On the back is best, says new safe-sleep guidelines for babies

The American Academy of Pediatrics has released new safe sleep guidelines for babies, which include a recommendation that babies only sleep on flat surfaces.

The new recommendations are the first update to the AAP’s guidelines since 2016.

Dr. Ari Brown, a pediatrician in Austin, Texas and spokeswoman for the AAP, said babies should avoid sleeping on any incline greater than 10 degrees.

"Babies should not only be sleeping in a naked crib, which is only a flat sheet, but also a flat crib," Brown said. "Anytime your baby is in a position where they might be able to fall asleep, they need to be on a flat surface."

Brown said the guidelines reinforce the "back is best" recommendation, but go a step further in advising against using baby products not intended for sleep. This includes any nests, docks, recliners, and swings for babies that can pose a suffocation hazard.

"These products that are meant for the baby to chill out or relax in, when we know parents are using them as a sleep aid, are really not safe," she said.

The recommendations come as Fisher Price and U.S. product safety regulators sent out a warning less than two weeks ago warning about rockers that were linked to 13 infant deaths between 2009 and 2021. The products include the infant-to-toddler and newborn-to-toddler rockers. The U.S. Consumer Product Safety Commission said the rockers should never be used for sleep and infants should never be left unattended or unrestrained in them.

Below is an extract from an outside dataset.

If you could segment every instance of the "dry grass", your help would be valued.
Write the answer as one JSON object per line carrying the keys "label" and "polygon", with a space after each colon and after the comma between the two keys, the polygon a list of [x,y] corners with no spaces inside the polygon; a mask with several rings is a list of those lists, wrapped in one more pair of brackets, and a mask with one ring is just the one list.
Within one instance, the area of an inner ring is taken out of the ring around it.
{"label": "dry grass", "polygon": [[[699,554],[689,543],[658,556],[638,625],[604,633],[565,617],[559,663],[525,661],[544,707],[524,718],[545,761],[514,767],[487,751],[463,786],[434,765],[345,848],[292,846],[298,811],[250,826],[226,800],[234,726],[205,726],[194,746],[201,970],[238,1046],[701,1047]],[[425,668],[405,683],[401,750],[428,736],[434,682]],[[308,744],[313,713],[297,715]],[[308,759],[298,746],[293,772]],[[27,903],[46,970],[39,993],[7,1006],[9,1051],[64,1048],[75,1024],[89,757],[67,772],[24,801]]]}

Parents should also avoid using weighted blankets as they can compress a baby’s chest. In addition, the AAP said other sleep environments like couches, armchairs, and cushions can raise the risk of death by 67 percent.

Infant and toddler sleep consultant Vivian Sonnenberg said she never put a baby in a rocker to sleep. Sonnenberg has worked in the Bay Area for more than 13 as a sleep expert and has helped thousands of families.

"In order to get a baby to sleep well, quickly, I always mention the word calm," Sonnenberg said.

She said the earlier parents can get their baby into good sleep habits, the better off they’ll be.

"Don’t be on your phone," she said. "When you’re with your baby, you’re with your baby."

The AAP said babies are five to ten times at greater risk of sudden infant death syndrome or SIDS when they co-sleep and bed-share with parents. It’s best to have a baby under six months in the same room with the parents, but in their own crib or bassinet.